Michael Frederick, transportation planning manager for the city of St. Petersburg, showed the I-Team multiple traffic controls put in place over the last four years to help put a stop to mostly single-car crashes.
"The standard guard rail, attached to that are curb warning chevrons," said Frederick. "They are reflectors that indicate severity of curve. We have solid lanes and no passing through the curve."
But neighbors say accidents spiked again last month. They counted four car crashes at or near the curve in April alone. Locals blame the spike on what was supposed to be a road improvement.
In early April, county workers black-topped Park Street from several blocks north of it through the turn, despite a neighborhood petition signed by Kim Bowden and others, who are worried that the smooth surface would entice speeders.
"The resurface has made it worse," said Bowden.
Pinellas County Transportation Director Peter Yauch admits residents may be right. Days after the I-Team started asking questions about the safety surrounding the curve, St. Petersburg officials responded by placing a speed-watch sign just north of the turn.

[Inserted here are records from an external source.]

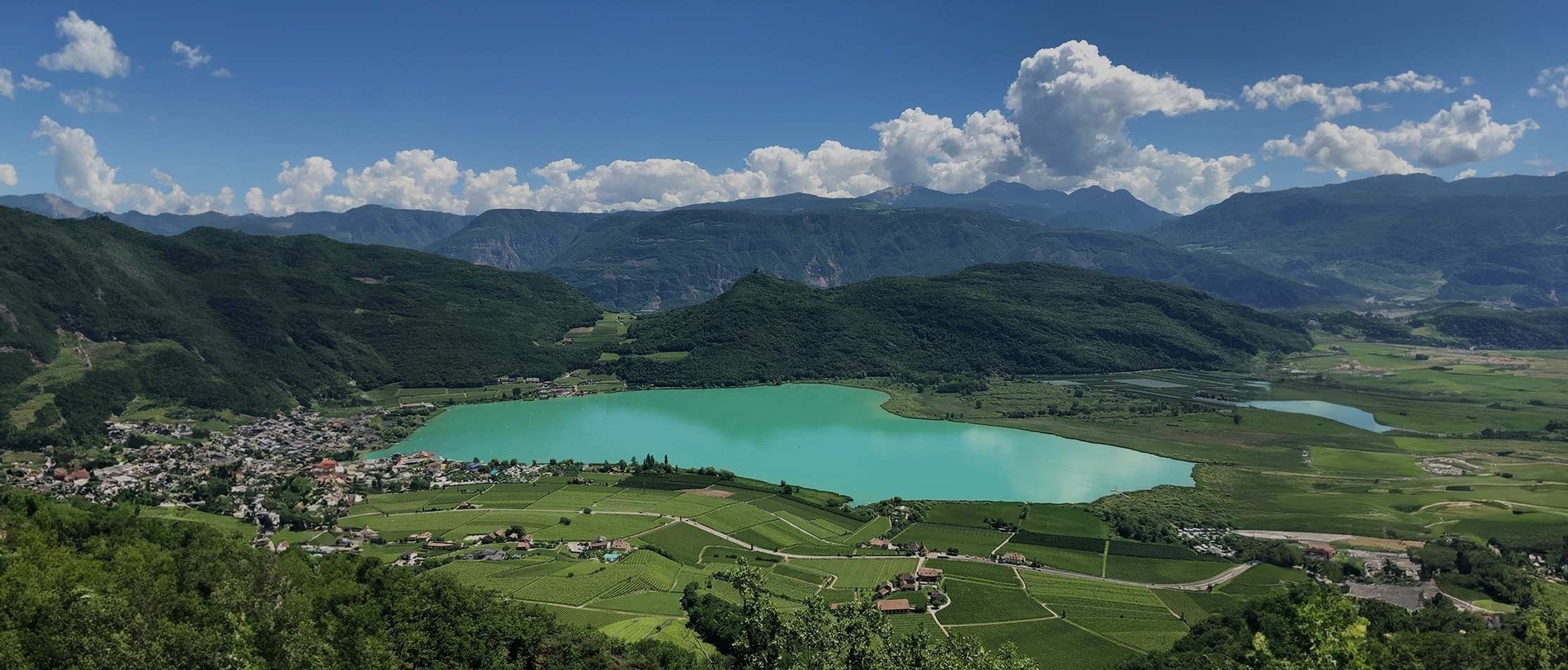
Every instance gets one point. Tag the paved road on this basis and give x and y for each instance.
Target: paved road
(1198, 586)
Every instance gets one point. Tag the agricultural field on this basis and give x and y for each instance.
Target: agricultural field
(942, 537)
(857, 573)
(1054, 644)
(987, 603)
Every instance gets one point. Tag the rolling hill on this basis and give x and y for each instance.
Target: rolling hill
(660, 261)
(94, 313)
(1399, 236)
(988, 318)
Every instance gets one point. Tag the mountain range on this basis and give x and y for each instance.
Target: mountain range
(987, 318)
(219, 318)
(1400, 238)
(1383, 239)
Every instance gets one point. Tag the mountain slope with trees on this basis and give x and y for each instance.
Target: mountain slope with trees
(220, 318)
(659, 261)
(1399, 236)
(988, 318)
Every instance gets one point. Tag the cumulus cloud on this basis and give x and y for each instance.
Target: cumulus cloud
(1071, 106)
(413, 179)
(1343, 149)
(1333, 101)
(191, 57)
(303, 189)
(1462, 134)
(1552, 82)
(88, 101)
(83, 176)
(1291, 88)
(1062, 126)
(90, 48)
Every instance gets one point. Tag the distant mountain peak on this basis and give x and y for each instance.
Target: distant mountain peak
(46, 205)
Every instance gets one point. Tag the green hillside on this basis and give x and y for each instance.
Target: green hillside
(220, 318)
(988, 318)
(1399, 236)
(640, 261)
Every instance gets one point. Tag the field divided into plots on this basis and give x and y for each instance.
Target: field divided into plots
(690, 532)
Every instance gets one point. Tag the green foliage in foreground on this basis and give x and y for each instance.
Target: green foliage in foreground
(817, 638)
(988, 318)
(1316, 628)
(102, 587)
(220, 318)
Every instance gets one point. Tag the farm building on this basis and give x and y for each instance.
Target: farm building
(894, 606)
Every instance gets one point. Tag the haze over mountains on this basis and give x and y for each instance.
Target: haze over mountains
(1393, 238)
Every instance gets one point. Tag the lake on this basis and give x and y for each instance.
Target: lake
(1327, 410)
(815, 435)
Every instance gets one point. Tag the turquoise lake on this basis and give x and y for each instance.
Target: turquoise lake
(1332, 412)
(813, 435)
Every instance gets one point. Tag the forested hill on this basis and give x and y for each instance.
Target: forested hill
(1400, 236)
(220, 318)
(988, 318)
(660, 261)
(106, 587)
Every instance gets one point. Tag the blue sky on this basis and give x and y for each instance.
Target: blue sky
(1156, 97)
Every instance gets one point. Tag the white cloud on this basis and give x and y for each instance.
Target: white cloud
(83, 176)
(1407, 82)
(303, 189)
(88, 101)
(1554, 82)
(1071, 106)
(1333, 101)
(90, 48)
(191, 57)
(1291, 88)
(1343, 149)
(413, 179)
(1462, 134)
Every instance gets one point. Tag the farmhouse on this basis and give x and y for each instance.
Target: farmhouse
(1319, 550)
(894, 606)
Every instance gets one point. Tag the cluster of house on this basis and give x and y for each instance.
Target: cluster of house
(402, 471)
(546, 389)
(176, 466)
(1207, 542)
(905, 583)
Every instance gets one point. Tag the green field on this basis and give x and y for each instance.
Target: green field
(987, 603)
(941, 537)
(970, 570)
(857, 573)
(1052, 644)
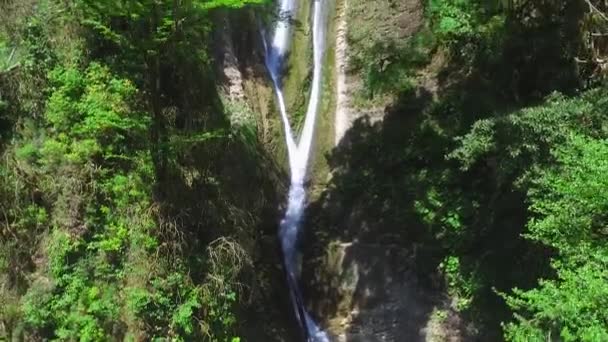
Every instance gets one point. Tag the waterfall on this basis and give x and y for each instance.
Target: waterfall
(298, 153)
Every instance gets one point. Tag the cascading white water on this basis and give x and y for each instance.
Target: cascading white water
(298, 154)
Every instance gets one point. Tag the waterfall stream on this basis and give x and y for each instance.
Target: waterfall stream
(298, 153)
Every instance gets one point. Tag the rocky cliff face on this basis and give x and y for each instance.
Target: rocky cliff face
(367, 278)
(248, 98)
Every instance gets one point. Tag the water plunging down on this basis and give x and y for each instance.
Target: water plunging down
(298, 153)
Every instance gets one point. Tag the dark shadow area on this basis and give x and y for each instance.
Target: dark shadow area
(397, 205)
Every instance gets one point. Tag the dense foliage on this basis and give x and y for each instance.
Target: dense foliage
(117, 219)
(500, 161)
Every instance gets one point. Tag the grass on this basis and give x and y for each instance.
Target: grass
(325, 131)
(297, 80)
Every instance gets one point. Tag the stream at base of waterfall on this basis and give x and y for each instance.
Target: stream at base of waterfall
(298, 153)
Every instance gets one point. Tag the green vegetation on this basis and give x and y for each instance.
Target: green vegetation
(121, 216)
(490, 163)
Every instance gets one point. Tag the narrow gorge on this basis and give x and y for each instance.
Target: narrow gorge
(303, 170)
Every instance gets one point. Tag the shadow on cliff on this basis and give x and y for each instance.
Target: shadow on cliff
(380, 259)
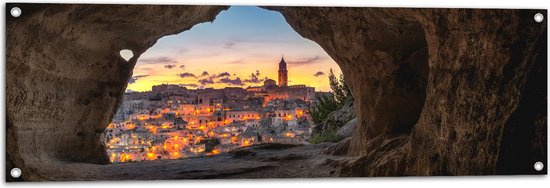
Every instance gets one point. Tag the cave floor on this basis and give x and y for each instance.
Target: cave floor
(264, 161)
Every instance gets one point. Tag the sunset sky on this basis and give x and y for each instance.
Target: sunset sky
(241, 47)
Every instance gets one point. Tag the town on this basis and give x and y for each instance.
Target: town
(173, 122)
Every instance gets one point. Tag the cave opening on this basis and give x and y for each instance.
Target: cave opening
(212, 89)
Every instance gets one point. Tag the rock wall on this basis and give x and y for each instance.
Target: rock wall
(437, 91)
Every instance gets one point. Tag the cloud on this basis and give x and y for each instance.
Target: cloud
(186, 74)
(319, 73)
(206, 81)
(237, 81)
(157, 60)
(229, 45)
(238, 61)
(189, 85)
(305, 60)
(223, 74)
(133, 79)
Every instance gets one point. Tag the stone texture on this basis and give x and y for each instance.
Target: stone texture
(437, 91)
(347, 130)
(65, 75)
(449, 87)
(336, 119)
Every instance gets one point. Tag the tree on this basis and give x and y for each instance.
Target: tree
(325, 105)
(340, 90)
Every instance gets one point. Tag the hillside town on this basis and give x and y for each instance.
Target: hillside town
(173, 122)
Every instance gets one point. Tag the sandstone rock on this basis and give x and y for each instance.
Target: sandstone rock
(336, 119)
(347, 130)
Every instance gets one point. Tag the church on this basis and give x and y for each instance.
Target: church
(272, 90)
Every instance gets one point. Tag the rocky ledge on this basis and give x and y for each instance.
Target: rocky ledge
(262, 161)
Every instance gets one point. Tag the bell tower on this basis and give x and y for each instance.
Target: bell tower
(283, 73)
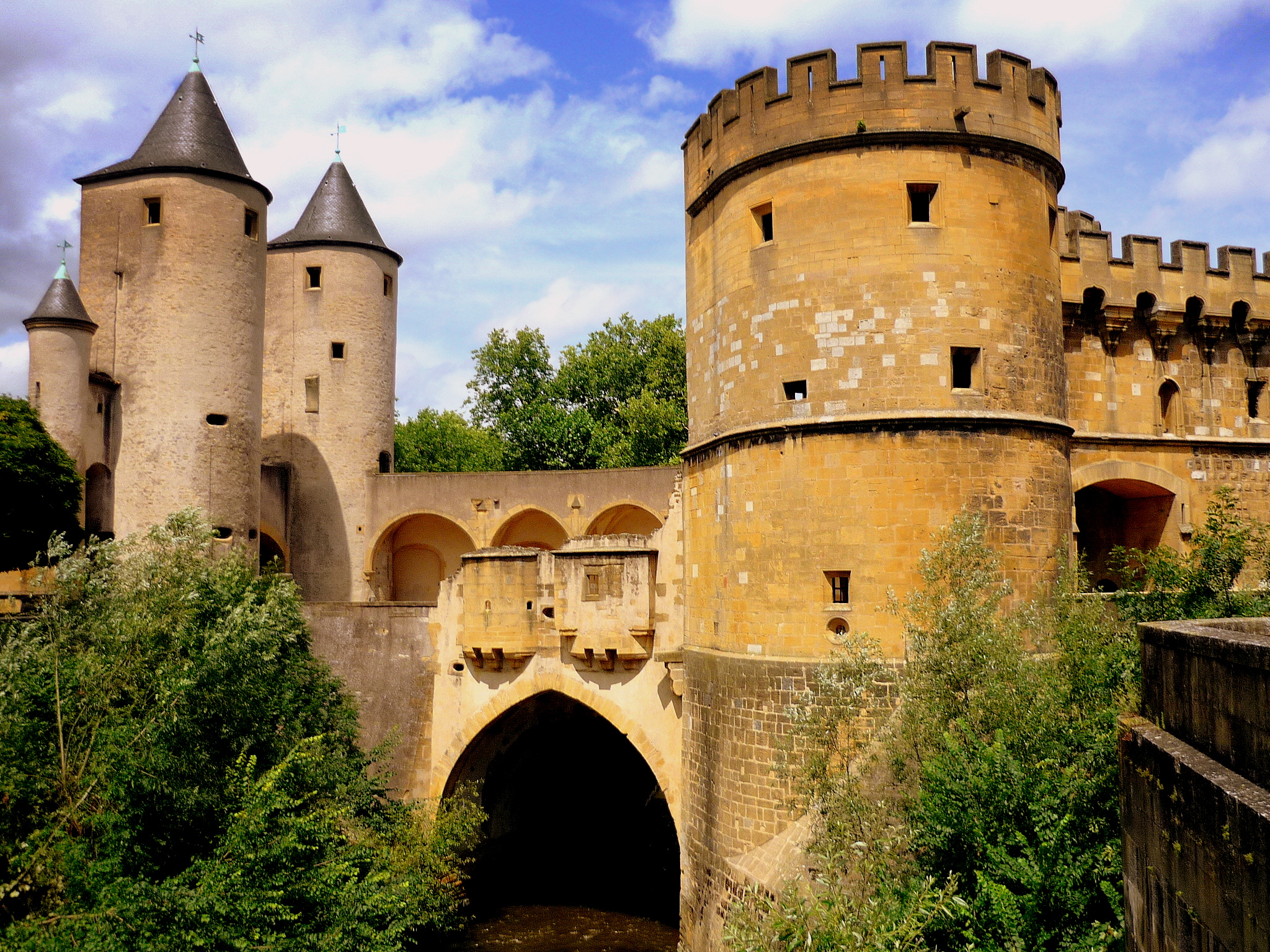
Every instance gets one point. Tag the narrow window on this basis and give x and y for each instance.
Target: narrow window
(763, 220)
(1255, 389)
(964, 362)
(920, 198)
(840, 587)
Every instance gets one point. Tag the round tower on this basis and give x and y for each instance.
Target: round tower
(173, 259)
(874, 345)
(60, 335)
(329, 386)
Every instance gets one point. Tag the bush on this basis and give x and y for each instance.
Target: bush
(40, 489)
(178, 771)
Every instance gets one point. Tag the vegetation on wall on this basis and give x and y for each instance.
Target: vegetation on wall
(177, 770)
(618, 400)
(40, 489)
(984, 810)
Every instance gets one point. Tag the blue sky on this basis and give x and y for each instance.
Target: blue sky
(525, 156)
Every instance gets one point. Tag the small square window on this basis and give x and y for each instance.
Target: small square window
(966, 363)
(763, 220)
(921, 196)
(840, 587)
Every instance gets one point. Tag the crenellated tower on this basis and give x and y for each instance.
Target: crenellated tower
(172, 268)
(329, 377)
(876, 343)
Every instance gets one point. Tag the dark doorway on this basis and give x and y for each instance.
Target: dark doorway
(1129, 513)
(575, 815)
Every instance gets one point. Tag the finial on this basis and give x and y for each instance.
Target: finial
(198, 38)
(61, 272)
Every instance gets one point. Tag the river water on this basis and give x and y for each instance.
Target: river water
(566, 930)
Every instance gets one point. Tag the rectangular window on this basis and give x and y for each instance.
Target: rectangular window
(966, 361)
(840, 587)
(763, 220)
(311, 395)
(1255, 389)
(921, 196)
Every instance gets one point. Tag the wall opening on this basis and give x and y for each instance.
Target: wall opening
(575, 815)
(1129, 513)
(531, 528)
(624, 518)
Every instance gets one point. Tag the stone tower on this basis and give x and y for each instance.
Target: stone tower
(60, 335)
(172, 267)
(329, 377)
(876, 343)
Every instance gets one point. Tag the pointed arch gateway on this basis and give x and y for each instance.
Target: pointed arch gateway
(575, 813)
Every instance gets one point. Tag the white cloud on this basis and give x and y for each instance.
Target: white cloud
(1233, 163)
(717, 32)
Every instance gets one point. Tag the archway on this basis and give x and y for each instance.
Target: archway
(418, 553)
(624, 517)
(531, 528)
(1118, 512)
(575, 814)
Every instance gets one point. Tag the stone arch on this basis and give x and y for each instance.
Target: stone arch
(626, 516)
(531, 527)
(415, 553)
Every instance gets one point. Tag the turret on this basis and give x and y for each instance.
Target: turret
(329, 379)
(173, 267)
(60, 335)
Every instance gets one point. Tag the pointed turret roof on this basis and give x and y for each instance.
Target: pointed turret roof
(191, 135)
(335, 216)
(60, 306)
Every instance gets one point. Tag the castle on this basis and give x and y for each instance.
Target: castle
(889, 319)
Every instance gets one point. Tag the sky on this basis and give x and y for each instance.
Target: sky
(523, 155)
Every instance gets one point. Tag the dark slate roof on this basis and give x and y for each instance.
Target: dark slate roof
(60, 305)
(190, 135)
(335, 216)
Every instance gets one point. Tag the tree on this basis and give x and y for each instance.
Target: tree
(40, 489)
(177, 770)
(445, 442)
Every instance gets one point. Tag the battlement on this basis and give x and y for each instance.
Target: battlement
(1014, 106)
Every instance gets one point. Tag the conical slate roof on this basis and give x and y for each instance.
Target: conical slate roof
(335, 216)
(60, 305)
(190, 135)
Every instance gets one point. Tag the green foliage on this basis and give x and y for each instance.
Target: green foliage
(177, 771)
(618, 400)
(40, 489)
(445, 442)
(1203, 583)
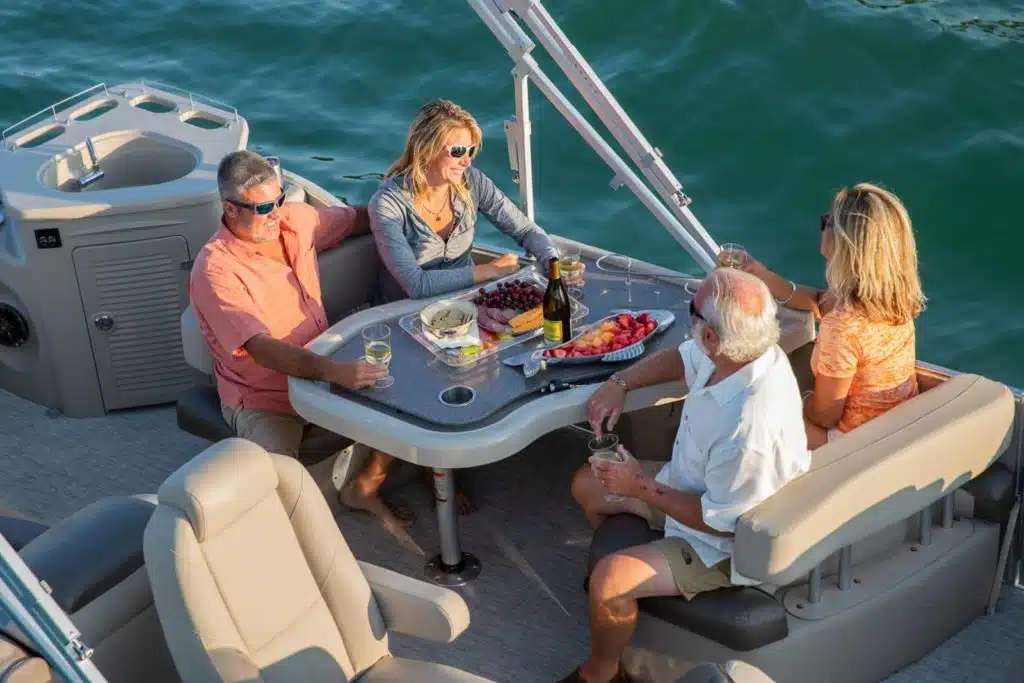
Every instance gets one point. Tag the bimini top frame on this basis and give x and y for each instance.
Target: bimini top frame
(670, 206)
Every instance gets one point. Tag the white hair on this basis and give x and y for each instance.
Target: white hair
(742, 336)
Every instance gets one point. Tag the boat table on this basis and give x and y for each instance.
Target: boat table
(492, 410)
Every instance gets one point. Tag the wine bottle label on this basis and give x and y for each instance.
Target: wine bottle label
(553, 332)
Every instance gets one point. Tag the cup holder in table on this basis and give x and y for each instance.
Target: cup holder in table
(458, 395)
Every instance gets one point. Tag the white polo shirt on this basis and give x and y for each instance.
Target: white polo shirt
(738, 442)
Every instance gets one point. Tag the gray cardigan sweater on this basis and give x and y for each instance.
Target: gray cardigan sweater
(418, 263)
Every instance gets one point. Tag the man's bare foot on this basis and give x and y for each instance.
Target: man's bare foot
(390, 514)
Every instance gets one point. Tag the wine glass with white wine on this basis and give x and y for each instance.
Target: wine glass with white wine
(731, 256)
(570, 263)
(377, 350)
(606, 447)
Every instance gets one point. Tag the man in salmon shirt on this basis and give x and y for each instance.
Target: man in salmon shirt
(255, 289)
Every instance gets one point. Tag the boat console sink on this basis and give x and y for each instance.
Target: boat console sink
(126, 159)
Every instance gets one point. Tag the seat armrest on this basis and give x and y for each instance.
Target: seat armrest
(416, 607)
(732, 672)
(875, 476)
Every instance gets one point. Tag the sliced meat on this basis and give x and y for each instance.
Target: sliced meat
(485, 321)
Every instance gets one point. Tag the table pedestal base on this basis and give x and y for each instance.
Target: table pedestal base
(461, 573)
(451, 566)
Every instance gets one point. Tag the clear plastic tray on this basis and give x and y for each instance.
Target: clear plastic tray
(462, 357)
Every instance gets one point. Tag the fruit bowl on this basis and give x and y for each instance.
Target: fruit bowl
(449, 319)
(612, 339)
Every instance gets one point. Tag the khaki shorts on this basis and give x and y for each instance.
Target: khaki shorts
(689, 573)
(283, 433)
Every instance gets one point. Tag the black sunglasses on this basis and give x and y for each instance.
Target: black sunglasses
(460, 151)
(261, 209)
(694, 312)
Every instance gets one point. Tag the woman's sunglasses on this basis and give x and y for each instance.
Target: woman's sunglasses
(460, 151)
(694, 312)
(263, 208)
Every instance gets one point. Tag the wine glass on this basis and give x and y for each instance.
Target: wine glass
(377, 350)
(606, 447)
(731, 256)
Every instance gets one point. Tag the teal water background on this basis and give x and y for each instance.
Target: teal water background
(762, 110)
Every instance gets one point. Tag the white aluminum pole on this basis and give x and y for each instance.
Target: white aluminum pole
(518, 46)
(25, 602)
(525, 171)
(587, 82)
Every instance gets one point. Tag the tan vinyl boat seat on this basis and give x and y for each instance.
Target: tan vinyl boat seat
(867, 493)
(253, 581)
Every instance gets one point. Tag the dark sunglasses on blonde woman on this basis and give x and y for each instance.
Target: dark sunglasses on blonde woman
(460, 151)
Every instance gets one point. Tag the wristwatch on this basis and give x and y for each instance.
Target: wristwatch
(620, 381)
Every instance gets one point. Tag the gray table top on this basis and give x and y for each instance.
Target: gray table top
(499, 427)
(420, 378)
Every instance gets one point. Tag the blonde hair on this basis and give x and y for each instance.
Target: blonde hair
(873, 260)
(426, 138)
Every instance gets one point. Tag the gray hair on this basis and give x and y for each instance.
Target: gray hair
(240, 171)
(742, 336)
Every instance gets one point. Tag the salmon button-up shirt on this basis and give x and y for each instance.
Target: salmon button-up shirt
(238, 293)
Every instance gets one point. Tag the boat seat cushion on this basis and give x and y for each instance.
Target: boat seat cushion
(397, 670)
(92, 551)
(17, 529)
(875, 476)
(199, 414)
(733, 671)
(741, 619)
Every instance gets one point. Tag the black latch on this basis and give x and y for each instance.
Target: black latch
(48, 238)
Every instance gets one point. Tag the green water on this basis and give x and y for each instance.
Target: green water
(762, 109)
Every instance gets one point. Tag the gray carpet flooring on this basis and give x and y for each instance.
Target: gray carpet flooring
(528, 611)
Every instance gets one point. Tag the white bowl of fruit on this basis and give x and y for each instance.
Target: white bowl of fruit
(617, 335)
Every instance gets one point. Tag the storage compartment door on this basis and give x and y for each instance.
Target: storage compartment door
(133, 294)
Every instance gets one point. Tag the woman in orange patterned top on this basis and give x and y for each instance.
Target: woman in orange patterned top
(863, 360)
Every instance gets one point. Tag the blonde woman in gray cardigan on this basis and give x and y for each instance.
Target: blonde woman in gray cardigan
(424, 215)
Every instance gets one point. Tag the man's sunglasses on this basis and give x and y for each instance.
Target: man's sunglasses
(460, 151)
(263, 208)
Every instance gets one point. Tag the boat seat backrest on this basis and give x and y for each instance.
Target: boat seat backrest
(877, 475)
(251, 578)
(348, 282)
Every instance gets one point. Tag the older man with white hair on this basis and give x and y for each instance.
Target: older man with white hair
(740, 439)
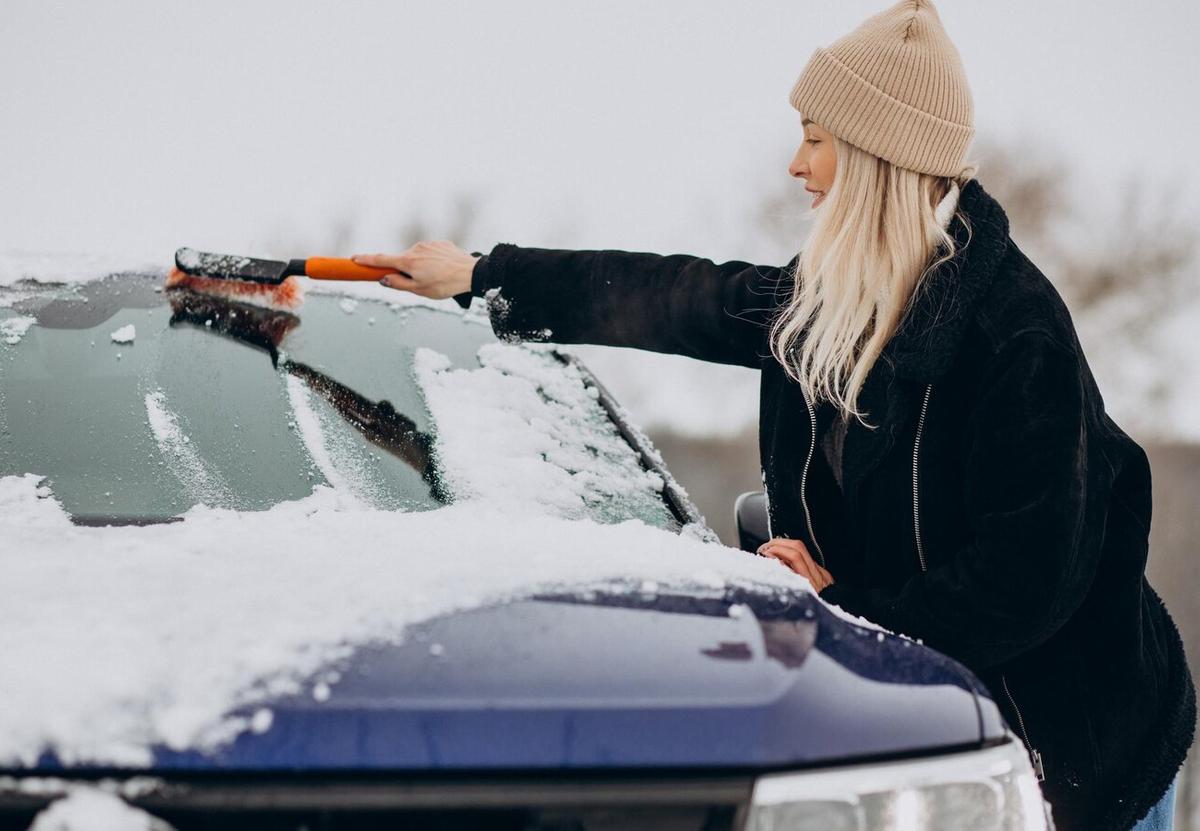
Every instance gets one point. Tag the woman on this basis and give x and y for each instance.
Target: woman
(935, 449)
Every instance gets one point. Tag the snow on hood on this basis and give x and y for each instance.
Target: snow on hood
(67, 268)
(95, 809)
(118, 639)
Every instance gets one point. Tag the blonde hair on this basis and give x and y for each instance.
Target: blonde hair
(859, 273)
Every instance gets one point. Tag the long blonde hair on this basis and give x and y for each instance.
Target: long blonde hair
(859, 273)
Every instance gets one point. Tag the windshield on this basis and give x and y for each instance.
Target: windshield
(138, 404)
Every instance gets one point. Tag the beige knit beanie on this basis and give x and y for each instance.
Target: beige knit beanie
(895, 88)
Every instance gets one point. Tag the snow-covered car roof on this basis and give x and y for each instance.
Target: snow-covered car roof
(285, 490)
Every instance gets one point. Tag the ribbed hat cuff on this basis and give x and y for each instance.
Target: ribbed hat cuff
(858, 112)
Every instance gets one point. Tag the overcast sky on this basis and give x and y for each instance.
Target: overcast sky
(135, 127)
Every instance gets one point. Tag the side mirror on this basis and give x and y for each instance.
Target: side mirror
(750, 510)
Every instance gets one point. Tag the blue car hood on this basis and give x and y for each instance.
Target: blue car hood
(619, 681)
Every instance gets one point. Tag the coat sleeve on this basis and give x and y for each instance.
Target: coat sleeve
(1035, 503)
(678, 304)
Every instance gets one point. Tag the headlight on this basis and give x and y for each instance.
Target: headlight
(985, 790)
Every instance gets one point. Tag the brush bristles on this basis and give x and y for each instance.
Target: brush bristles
(285, 296)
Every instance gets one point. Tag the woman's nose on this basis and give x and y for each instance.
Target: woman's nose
(797, 167)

This speed limit sign has proven to be effective in the past but it is only a temporary fix.
Residents want the street turned into a two-lane road.
Officials with both the county and city have not committed to anything that drastic and costly. But now both say they will review new technology and enhanced traffic control options. One option would be a permanent beacon that flashes a red light at speeders in order to get drivers to pay more attention to the road ahead.